The House proposal, H.R. 1846, would increase the current federal gasoline tax of 18.4 cents per gallon and the diesel tax of 24.4 cents by linking them to inflation since 1993, the last time the taxes were raised. The higher taxes would take effect on Jan. 1, 2016.

The bill's sponsors said the new rate of approximately 30 cents per gallon of gasoline and 40 cents for diesel would generate an additional $27.5 billion over the next 18 months, or enough revenue to keep federal transportation funding at current levels.

The gasoline tax bill is sponsored by Reps. Jim Renacci, D-Ohio, Bill Pascrell, D-N.J., Reid Ribble, R-Wis., and Dan Lipinski, D-Ill.

"We need to act now to fix the broken system," the four lawmakers said.

The House plan would provide an advance of $11 billion from the general fund to keep the HTF solvent through the end of fiscal 2015. The transfer would be repaid from the additional revenues generated by the fuels tax increases.

A bipartisan, bicameral transportation commission would be created to develop a more permanent solution to the HTF's fiscal woes, Pascrell said. If lawmakers do not adopt the panel's funding recommendation within three years, another inflation-linked tax increase would be mandated.

Congress has relied on short-term extensions and more than $60 billion of general fund transfers since 2008 to keep the HTF functional "and the result is we have a transportation trust fund that will be empty in two months," he said.

"No one has the guts to do something about this," Pascrell said.

The current transportation funding law providing a short-term fix of the HTF's solvency will expire May 31.

Without a permanent solution, Congress will be forced back into a cycle of temporary patches to the HTF, Pascrell said.

"I think that would not be good," he said. "It creates greater anxieties about what are you going to do down the road when the money runs out."

The repatriation proposal, S. 981, by Sen. Rand Paul, R-Ky., a candidate for the Republican presidential nomination in 2016, and Sen. Barbara Boxer, D-Calif., who is not seeking reelection next year, would offer U.S. corporations a 6.5% tax on overseas profits that are returned voluntarily. The repatriated revenue would be deposited in the HTF.

Companies would have five years to bring in the profits, but must begin in the first year.

Paul said the Invest in Transportation Act of 2015 is a "fiscally responsible approach to providing the necessary resources to correct the shortfalls" in the HTF, the main source of federal highway and transit grants.

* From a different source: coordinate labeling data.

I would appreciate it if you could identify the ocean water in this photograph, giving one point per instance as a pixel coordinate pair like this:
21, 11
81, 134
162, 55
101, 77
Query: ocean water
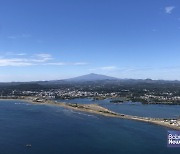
55, 130
137, 109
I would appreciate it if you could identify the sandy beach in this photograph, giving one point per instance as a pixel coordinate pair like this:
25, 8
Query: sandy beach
96, 109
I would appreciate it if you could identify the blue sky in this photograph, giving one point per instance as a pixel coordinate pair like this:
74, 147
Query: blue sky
57, 39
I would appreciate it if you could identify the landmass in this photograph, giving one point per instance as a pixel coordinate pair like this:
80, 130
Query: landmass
96, 109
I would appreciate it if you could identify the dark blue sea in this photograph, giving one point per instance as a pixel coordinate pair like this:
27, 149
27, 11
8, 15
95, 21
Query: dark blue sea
55, 130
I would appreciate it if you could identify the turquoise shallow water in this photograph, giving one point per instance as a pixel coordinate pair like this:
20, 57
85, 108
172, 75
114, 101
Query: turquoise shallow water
55, 130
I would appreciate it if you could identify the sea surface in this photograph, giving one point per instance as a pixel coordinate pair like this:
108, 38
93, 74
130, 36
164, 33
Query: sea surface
136, 109
55, 130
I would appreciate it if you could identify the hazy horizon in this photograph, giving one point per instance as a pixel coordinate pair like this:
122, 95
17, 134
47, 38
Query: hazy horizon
52, 40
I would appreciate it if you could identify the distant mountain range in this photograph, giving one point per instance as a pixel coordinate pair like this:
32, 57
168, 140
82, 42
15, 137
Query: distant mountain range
91, 77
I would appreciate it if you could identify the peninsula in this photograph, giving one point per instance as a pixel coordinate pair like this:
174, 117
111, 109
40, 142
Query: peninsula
96, 109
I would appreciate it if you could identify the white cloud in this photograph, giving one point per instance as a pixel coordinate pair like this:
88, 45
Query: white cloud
42, 57
169, 9
105, 68
19, 36
36, 59
14, 62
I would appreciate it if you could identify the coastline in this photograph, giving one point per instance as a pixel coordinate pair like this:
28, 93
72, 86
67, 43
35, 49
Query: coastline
96, 109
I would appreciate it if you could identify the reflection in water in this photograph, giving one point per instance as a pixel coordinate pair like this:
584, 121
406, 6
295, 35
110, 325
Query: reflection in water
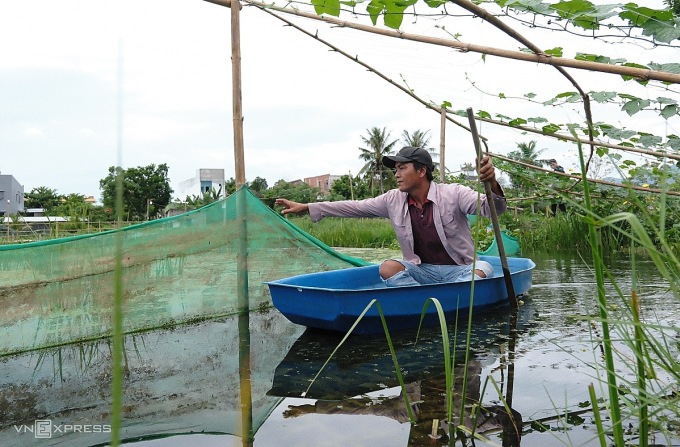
355, 380
180, 380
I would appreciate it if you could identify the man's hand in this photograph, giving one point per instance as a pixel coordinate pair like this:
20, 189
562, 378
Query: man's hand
487, 173
292, 207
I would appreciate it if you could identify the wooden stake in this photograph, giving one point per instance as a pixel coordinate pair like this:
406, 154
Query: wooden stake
494, 217
442, 147
239, 163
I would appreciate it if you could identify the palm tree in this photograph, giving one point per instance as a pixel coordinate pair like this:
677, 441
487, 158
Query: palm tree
420, 139
526, 153
377, 147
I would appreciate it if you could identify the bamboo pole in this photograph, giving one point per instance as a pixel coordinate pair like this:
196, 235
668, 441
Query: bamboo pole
442, 147
578, 177
545, 59
494, 217
245, 388
239, 164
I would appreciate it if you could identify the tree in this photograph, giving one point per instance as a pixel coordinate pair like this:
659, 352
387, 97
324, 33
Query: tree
145, 190
420, 139
258, 186
378, 146
42, 197
525, 153
348, 187
297, 192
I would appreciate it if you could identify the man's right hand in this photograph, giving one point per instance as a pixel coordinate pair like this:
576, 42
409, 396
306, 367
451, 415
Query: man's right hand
292, 207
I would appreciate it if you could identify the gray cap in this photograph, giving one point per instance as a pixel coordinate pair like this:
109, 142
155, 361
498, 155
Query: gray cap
410, 154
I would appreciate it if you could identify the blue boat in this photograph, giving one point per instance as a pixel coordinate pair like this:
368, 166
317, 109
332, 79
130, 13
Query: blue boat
333, 300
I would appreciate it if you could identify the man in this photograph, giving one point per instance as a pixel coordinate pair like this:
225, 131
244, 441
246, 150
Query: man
560, 204
429, 219
555, 166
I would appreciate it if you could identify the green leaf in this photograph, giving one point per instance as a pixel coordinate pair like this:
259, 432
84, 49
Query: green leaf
664, 100
557, 52
634, 65
573, 9
649, 140
536, 6
662, 31
435, 3
670, 68
374, 9
602, 97
330, 7
638, 16
669, 111
551, 128
517, 122
634, 106
673, 142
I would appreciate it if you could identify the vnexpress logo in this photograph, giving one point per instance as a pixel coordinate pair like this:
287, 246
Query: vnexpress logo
42, 429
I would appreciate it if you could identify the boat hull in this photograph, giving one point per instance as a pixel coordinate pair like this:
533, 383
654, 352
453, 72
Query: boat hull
333, 300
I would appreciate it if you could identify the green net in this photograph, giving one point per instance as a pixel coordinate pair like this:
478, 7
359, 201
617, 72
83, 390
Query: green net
510, 245
176, 270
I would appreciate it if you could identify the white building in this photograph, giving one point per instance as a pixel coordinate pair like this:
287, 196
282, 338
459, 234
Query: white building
205, 181
11, 195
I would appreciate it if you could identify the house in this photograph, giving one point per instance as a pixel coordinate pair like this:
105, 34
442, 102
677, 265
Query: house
323, 182
205, 181
11, 195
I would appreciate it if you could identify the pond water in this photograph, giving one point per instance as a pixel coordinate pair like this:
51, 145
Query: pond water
187, 381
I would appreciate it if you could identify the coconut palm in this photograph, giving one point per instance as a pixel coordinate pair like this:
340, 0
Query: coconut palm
420, 139
526, 153
378, 145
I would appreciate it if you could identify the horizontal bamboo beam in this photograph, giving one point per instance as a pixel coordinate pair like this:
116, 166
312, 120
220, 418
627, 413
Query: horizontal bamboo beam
638, 73
578, 177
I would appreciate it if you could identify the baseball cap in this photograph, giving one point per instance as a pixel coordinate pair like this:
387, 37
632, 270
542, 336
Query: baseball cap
409, 154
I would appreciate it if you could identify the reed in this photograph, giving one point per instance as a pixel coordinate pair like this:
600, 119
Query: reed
632, 345
358, 233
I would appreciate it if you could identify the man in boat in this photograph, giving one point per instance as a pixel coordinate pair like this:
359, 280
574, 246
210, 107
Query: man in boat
430, 220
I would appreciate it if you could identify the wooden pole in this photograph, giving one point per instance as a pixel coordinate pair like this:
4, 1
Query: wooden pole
246, 401
442, 147
239, 163
494, 217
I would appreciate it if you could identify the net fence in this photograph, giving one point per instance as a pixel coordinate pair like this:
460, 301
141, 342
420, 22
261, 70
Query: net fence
175, 270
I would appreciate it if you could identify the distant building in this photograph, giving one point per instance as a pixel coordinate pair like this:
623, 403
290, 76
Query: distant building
11, 195
323, 182
205, 181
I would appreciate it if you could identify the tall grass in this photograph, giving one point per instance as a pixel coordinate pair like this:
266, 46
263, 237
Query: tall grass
632, 345
358, 233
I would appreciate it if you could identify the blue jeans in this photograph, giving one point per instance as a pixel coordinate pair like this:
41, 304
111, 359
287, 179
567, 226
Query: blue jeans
417, 274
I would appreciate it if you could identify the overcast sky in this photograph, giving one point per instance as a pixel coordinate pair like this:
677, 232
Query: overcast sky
305, 107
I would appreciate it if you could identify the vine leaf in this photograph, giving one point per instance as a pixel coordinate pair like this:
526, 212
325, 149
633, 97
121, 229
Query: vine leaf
634, 106
557, 52
669, 111
602, 97
330, 7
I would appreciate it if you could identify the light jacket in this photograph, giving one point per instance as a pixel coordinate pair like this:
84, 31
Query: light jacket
451, 205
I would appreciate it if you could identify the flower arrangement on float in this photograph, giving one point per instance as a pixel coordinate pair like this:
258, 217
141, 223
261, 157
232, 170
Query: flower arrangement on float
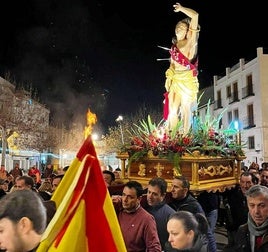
148, 139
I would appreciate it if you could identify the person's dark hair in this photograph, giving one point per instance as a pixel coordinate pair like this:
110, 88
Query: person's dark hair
184, 180
136, 185
24, 203
254, 179
65, 168
257, 190
161, 183
110, 173
27, 180
58, 176
188, 220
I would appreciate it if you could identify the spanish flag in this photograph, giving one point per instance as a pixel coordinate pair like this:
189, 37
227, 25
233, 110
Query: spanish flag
85, 219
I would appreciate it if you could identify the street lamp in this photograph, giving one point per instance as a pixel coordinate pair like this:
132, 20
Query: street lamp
119, 119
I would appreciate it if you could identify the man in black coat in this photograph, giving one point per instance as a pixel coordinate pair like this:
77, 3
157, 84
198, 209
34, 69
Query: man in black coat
183, 200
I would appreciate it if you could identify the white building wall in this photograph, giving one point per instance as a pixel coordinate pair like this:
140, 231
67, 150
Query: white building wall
258, 68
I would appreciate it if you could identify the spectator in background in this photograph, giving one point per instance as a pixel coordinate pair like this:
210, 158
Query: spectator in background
137, 225
183, 200
252, 236
4, 185
157, 207
186, 232
3, 172
36, 175
108, 177
264, 177
56, 181
22, 220
11, 181
45, 190
48, 171
210, 204
236, 207
16, 171
117, 174
25, 182
253, 168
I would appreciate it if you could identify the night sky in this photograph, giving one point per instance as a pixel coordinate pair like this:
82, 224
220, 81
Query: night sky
103, 54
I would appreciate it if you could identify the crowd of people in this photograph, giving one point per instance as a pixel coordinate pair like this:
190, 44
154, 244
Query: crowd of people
152, 218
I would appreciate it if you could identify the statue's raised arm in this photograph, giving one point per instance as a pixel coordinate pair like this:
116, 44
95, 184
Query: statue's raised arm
182, 83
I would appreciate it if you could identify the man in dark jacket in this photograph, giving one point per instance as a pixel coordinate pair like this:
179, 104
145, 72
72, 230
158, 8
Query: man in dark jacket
156, 206
183, 200
236, 206
253, 236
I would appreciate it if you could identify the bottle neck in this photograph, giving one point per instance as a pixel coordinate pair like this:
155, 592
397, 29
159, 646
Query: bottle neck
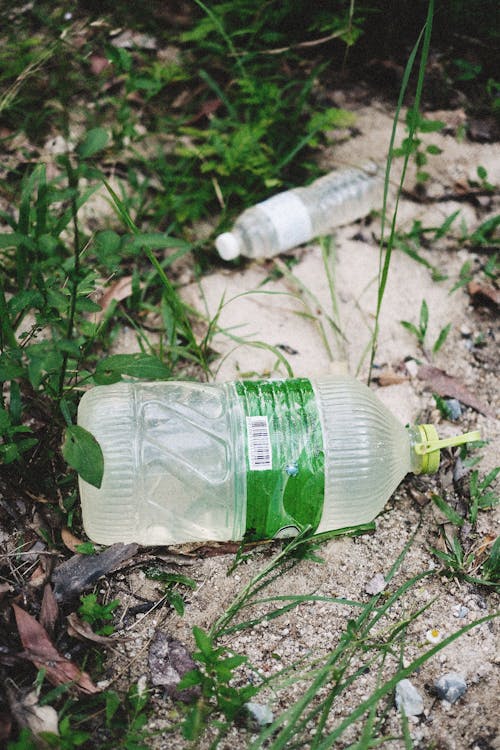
416, 459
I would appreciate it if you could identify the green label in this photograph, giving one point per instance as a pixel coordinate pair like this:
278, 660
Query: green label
285, 458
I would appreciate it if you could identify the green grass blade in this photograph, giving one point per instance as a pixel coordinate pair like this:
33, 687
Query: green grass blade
385, 259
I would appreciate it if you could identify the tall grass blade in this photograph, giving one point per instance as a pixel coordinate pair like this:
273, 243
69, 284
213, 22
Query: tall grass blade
385, 259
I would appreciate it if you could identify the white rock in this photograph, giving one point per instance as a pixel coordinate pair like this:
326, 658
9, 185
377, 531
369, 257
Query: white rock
408, 698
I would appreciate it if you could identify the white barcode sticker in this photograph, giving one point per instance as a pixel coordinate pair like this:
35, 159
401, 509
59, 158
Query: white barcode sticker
260, 455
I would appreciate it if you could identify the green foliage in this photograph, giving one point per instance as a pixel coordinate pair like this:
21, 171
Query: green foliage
414, 146
463, 556
173, 582
83, 453
420, 330
213, 677
96, 614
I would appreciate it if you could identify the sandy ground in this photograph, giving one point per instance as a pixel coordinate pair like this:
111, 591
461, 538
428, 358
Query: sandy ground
349, 564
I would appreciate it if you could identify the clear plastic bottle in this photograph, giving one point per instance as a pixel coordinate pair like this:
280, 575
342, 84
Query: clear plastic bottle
256, 459
296, 216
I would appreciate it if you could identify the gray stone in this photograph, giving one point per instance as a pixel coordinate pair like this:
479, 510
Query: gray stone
258, 715
408, 698
450, 686
375, 585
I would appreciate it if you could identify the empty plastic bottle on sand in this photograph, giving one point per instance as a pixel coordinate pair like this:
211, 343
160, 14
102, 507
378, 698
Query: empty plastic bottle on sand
296, 216
251, 459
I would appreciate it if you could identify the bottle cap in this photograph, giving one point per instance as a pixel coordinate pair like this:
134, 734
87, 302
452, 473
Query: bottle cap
227, 246
430, 446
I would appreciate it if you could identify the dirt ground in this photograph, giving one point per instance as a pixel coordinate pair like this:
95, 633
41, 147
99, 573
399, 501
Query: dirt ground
350, 564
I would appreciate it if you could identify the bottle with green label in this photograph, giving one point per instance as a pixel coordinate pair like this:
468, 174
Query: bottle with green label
251, 460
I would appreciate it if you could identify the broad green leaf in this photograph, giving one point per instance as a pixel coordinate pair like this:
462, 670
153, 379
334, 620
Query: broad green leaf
83, 453
95, 140
145, 366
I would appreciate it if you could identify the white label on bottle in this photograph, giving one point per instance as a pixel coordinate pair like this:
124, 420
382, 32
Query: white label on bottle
290, 219
260, 455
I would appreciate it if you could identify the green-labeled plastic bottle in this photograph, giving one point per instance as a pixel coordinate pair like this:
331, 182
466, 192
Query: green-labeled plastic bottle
188, 462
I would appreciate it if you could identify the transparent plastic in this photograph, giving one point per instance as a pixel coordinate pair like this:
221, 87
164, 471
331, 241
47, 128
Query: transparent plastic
176, 465
296, 216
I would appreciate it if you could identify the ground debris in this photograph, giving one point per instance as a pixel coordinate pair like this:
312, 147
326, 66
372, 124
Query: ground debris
169, 660
445, 385
39, 649
81, 571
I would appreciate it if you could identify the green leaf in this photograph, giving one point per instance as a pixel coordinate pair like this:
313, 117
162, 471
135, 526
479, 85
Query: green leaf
491, 567
146, 366
190, 679
203, 641
95, 140
176, 601
83, 453
447, 510
424, 317
430, 126
443, 335
434, 150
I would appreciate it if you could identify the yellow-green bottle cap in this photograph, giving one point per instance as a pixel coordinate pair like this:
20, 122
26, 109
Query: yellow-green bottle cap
430, 446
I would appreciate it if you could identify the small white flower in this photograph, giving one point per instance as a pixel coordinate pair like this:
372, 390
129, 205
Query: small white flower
433, 635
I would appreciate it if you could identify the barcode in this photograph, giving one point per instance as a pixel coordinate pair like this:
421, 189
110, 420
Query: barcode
259, 445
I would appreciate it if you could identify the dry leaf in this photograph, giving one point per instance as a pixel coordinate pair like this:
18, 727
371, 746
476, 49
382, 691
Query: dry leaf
49, 610
445, 385
70, 540
39, 649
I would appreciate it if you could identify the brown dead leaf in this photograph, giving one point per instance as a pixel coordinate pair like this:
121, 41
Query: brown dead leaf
445, 385
484, 294
80, 629
49, 611
39, 649
70, 540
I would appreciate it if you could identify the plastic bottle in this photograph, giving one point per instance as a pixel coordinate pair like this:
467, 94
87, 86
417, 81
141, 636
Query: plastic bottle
296, 216
186, 461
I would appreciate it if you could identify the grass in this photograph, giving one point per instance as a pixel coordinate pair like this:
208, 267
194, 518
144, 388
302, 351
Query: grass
251, 123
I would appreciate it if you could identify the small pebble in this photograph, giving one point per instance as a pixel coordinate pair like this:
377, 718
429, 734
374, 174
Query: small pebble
376, 585
408, 698
454, 408
258, 715
411, 368
450, 686
460, 611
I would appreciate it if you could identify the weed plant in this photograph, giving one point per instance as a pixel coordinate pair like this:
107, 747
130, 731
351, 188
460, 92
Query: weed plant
250, 124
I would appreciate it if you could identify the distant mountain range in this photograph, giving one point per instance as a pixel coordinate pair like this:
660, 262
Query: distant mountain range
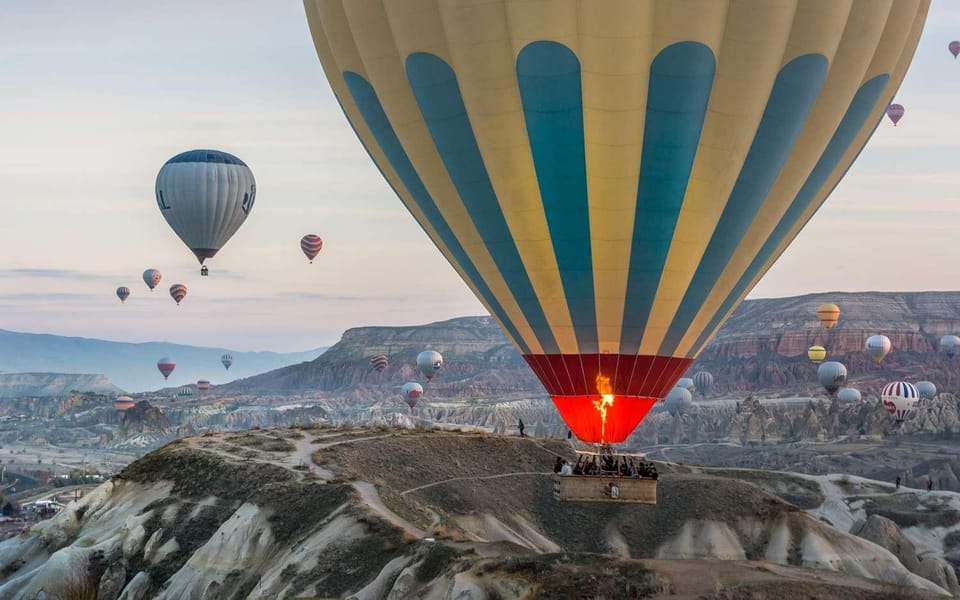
133, 367
761, 348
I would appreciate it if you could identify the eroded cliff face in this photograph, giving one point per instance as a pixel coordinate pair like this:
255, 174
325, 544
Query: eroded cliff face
253, 515
19, 385
762, 347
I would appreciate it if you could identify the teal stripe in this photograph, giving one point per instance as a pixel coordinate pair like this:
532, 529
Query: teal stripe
850, 126
373, 114
794, 92
548, 74
435, 87
681, 78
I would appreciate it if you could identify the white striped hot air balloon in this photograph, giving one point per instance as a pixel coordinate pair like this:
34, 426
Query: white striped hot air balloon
611, 179
899, 398
311, 245
878, 346
205, 196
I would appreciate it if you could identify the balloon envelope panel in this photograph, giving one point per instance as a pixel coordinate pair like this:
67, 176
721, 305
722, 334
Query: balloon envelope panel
612, 180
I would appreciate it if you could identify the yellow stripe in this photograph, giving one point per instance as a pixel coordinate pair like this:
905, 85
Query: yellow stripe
901, 33
374, 36
747, 65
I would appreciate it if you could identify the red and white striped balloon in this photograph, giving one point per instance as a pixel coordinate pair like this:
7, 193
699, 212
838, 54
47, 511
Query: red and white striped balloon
311, 245
178, 292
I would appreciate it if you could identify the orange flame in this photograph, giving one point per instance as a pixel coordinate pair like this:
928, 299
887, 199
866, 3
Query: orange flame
605, 402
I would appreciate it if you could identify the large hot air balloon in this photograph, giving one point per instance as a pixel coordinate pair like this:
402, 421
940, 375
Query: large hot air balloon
379, 362
878, 346
429, 362
703, 380
679, 400
899, 398
828, 314
832, 375
927, 390
311, 245
178, 292
849, 396
151, 277
412, 392
205, 195
895, 112
166, 366
949, 344
612, 179
816, 354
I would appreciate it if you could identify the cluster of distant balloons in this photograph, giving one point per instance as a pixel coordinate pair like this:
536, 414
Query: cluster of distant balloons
898, 397
429, 362
895, 111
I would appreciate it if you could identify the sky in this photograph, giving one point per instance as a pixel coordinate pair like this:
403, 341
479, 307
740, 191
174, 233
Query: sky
95, 96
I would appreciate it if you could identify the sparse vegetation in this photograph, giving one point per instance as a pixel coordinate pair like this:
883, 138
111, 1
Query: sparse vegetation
437, 559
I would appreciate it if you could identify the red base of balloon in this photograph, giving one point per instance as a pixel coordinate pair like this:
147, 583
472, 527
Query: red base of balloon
630, 384
603, 419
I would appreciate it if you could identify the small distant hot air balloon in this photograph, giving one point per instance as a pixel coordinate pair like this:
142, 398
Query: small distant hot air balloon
311, 245
166, 366
828, 315
429, 362
899, 398
878, 346
151, 277
832, 375
927, 390
379, 362
949, 344
849, 396
816, 354
895, 112
412, 392
704, 381
205, 196
679, 400
178, 292
123, 404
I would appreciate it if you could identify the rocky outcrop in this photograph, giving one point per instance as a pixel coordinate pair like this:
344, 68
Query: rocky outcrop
886, 534
42, 385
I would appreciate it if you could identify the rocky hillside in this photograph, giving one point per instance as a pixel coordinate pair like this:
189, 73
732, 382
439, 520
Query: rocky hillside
368, 514
42, 385
762, 347
133, 366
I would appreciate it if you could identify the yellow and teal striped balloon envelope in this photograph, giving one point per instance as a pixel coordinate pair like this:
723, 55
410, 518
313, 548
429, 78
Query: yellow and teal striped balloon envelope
612, 178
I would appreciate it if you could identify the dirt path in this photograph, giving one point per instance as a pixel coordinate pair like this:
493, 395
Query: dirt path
370, 497
474, 478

"Our nation's highways and bridges are in desperate need of repair and demand our immediate attention," he said.

The repatriation proposal would boost the economy and provide additional revenue for the HTF by "bringing back hundreds of billions of American dollars currently sitting offshore back to America," Boxer said.

A Boxer spokesman said a revenue estimate from the repatriation proposal will not be available until the Joint Committee on Taxation scores the text of the proposed legislation.

The Congressional Budget Office's latest long-term projection puts the annual HTF revenue shortfall at $13 billion in fiscal 2016, $14 billion in each of fiscal 2017 and 2018, and $15 billion by fiscal 2019. Revenues dedicated to the HTF in fiscal 2015 are expected to total $39.6 billion with expenditures of $53.9 billion.